Five weeks after Jane’s disappearance, the dreams started.
Lee had gone to Colorado, far away from the ocean, to get away from the hateful, incessant pounding of the waves. Deprived of their reality, they invaded his sleep, and he woke up tasting salt and still feeling the water coursing over his body, seeing Jane swimming, her naked body, so familiar, now subtly… changed. He awoke desperately, terrifyingly aroused, needing her, but full wakefulness just brought him back to the empty bed in a motel in the Colorado Rockies, the bedsheets tangled around his bare legs.
So he had come back. His return felt inevitable.

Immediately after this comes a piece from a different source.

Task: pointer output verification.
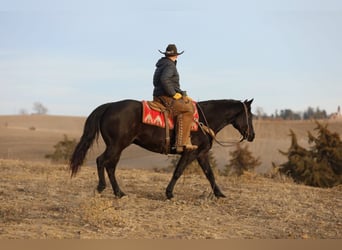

And now he stood there, the storm coming in, the seawater curling around his ankles. The wind ruffled his hair; thunder growled in the distance. He pulled his shirt off, tossed it to the sand; no neat folding for him. He unsnapped his shorts, pulled them and his boxers off together, threw them aside, and strode forward into the water. He remembered what she’d said to him, in the dream: it will feel cold at first, but not for long.
Lee plunged headfirst in, and the ocean received him like a lover.